Nele Vertommen, la hautboïste qui dirige l’ensemble Musica Gloria, à la recherche de répertoire de cantates du XVIIe siècle avec son instrument, a découvert la riche collection initiée par Georg Österreich (1664-1735), d’où toutes les pièces du programme sont extraites. Depuis des lustres, le personnage est tombé dans un profond oubli. De vingt ans l’aîné de Bach, élève de la Thomasschule de Leipzig, bien avant que le premier en prenne la direction, puis à Hambourg, Georg Österreich, fut ténor, compositeur et collectionneur. Il possédait la plus grande collection vocale de son temps, riche en œuvres sacrées avant Bach et en musique italienne (1). Celle-ci fut connue sous le nom de son second propriétaire, Heinrich Bokemeyer, cantor de Wolfenbüttel. Chanteur à la cour de Brunswick-Wolfenbüttel, Georg Österreich y compléta sa formation auprès de Johann Theile, avant de devenir Kapellmeister du duc, en 1689. La musique connut alors son apogée au château de Gottorf (qu’il faut découvrir). La Grande guerre du Nord (1700-1721) le conduisit à Brunswick, puis à Wolfenbüttel, où il disparut en 1735.
A travers toutes les œuvres enregistrées ici, provenant de sa collection (Sammlung Bokemeyer), on rencontre ses deux prédécesseurs (Theile, dont il a été fait état, et Johann Philipp Förtsch), un de ses professeurs de chant (le castrat italien Giulio Giuliani), son élève (Bokemeyer, héritier de la collection), son frère (Michael Österreich) et un organiste de ses amis (Friedrich Meister). Le programme est varié : six cantates (dont une en latin), un Vater unser, des arias et récitatifs (en allemand, de Bokemeyer,en italien, de Giuliani). Les œuvres s’accordent fort bien entre elles, y compris celles en latin et en italien. La formation se renouvelle en fonction des numéros, comme dans ses styles et modes d’expression. Les pièces sont brèves et caractérisées, et fournissent ainsi une belle palette des pratiques luthériennes du temps.

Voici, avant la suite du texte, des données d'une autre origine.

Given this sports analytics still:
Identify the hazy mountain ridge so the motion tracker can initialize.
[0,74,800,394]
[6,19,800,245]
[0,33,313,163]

Un soin tout particulier a présidé à la réalisation, dans le choix des instruments comme dans les prononciations, d’époque. L’orgue, de 1690, est au cœur du dispositif musical, comme il l’était alors. Pour autant, sa présence n’est pas dominatrice. Sa registration nous ravit. Les hautbois fruités, véloces, babillards et savoureux, sont un régal, comme le basson/dulciane. Les cordes ne sont pas en reste. La direction impose une dynamique constante, des contrastes, une énergie et une souplesse qui rendent justice à ces partitions.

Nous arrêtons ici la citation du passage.